Xavier Monnier n’a pas non plus l’ombre d’un doute sur sa participation au casse du siècle.

« C’est quelque chose qu’il a revendiqué plusieurs fois, le fait qu’il soit Amigo est tout à fait crédible. D’ailleurs au moment de la sortie du livre, quelques-uns de ses associés étaient passablement énervés », explique l’auteur.

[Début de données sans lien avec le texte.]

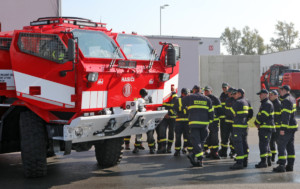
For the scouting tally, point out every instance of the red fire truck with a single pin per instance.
(279, 75)
(69, 83)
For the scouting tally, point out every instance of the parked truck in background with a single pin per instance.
(69, 84)
(279, 75)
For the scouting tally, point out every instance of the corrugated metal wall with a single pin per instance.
(14, 14)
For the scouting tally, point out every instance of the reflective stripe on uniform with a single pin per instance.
(264, 155)
(199, 154)
(281, 157)
(286, 110)
(225, 145)
(198, 107)
(180, 104)
(182, 119)
(267, 126)
(292, 156)
(240, 126)
(150, 145)
(199, 122)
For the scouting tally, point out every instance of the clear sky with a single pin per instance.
(201, 18)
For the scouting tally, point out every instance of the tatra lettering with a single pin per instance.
(200, 102)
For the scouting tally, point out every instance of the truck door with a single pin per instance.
(274, 79)
(37, 60)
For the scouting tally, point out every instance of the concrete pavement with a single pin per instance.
(79, 170)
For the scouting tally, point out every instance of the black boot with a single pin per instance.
(200, 161)
(289, 168)
(279, 169)
(135, 150)
(269, 161)
(232, 154)
(262, 163)
(141, 147)
(237, 165)
(273, 157)
(162, 150)
(177, 153)
(207, 154)
(169, 149)
(245, 162)
(127, 147)
(191, 157)
(223, 152)
(215, 155)
(152, 150)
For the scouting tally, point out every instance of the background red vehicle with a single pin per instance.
(279, 75)
(70, 83)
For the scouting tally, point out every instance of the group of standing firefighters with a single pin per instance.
(197, 117)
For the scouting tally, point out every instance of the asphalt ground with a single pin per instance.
(142, 170)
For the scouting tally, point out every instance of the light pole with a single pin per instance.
(161, 7)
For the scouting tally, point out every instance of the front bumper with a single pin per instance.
(93, 128)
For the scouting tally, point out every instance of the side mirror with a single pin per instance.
(171, 57)
(71, 50)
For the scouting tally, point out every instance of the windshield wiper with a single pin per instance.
(153, 55)
(115, 56)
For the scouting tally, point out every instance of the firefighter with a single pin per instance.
(200, 115)
(150, 138)
(265, 124)
(127, 142)
(273, 96)
(229, 121)
(181, 126)
(286, 137)
(213, 137)
(167, 123)
(242, 113)
(224, 130)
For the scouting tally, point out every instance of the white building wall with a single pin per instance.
(238, 71)
(190, 51)
(14, 14)
(289, 58)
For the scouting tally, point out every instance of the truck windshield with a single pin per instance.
(95, 44)
(135, 47)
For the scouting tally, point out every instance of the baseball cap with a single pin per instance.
(184, 90)
(230, 90)
(207, 88)
(225, 84)
(285, 87)
(242, 91)
(196, 87)
(274, 92)
(263, 91)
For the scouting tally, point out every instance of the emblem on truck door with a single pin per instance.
(127, 89)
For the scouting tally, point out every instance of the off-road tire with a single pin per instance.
(33, 145)
(109, 153)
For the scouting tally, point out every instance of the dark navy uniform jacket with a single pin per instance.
(200, 110)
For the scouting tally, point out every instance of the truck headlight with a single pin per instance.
(93, 77)
(164, 77)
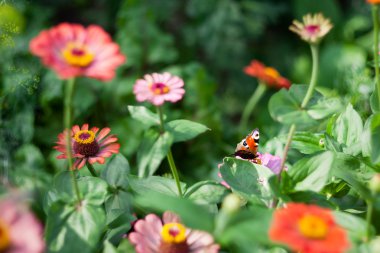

Du matériel utilisé par les malfaiteurs.
Du matériel utilisé par les malfaiteurs. - THEVENIN/SIPA

Pour Fréderic Monneret, l’avocat de Jacques Cassandri, « c’est une chose d’écrire un roman, c’en est une autre de prouver la culpabilité de quelqu’un » alors que « l’accusation est construite sur des éléments d’un bouquin ». Sa défense va s’articuler « sur la démonstration que les acquisitions des fonds de commerce ont été faites par des prêts bancaires ». Selon l’avocat, Jacques Cassandri reconnaît des « problèmes de délits en matière financière, comme des abus de biens sociaux, mais sûrement pas le blanchiment de ce casse. »

En plus du blanchiment du butin, Jacques Cassandri et certains de ses proches devront répondre d’infractions financières liées à ses sociétés familiales, ou d’une escroquerie autour d’un terrain en Corse. Un joli mec, comme on dit dans le milieu.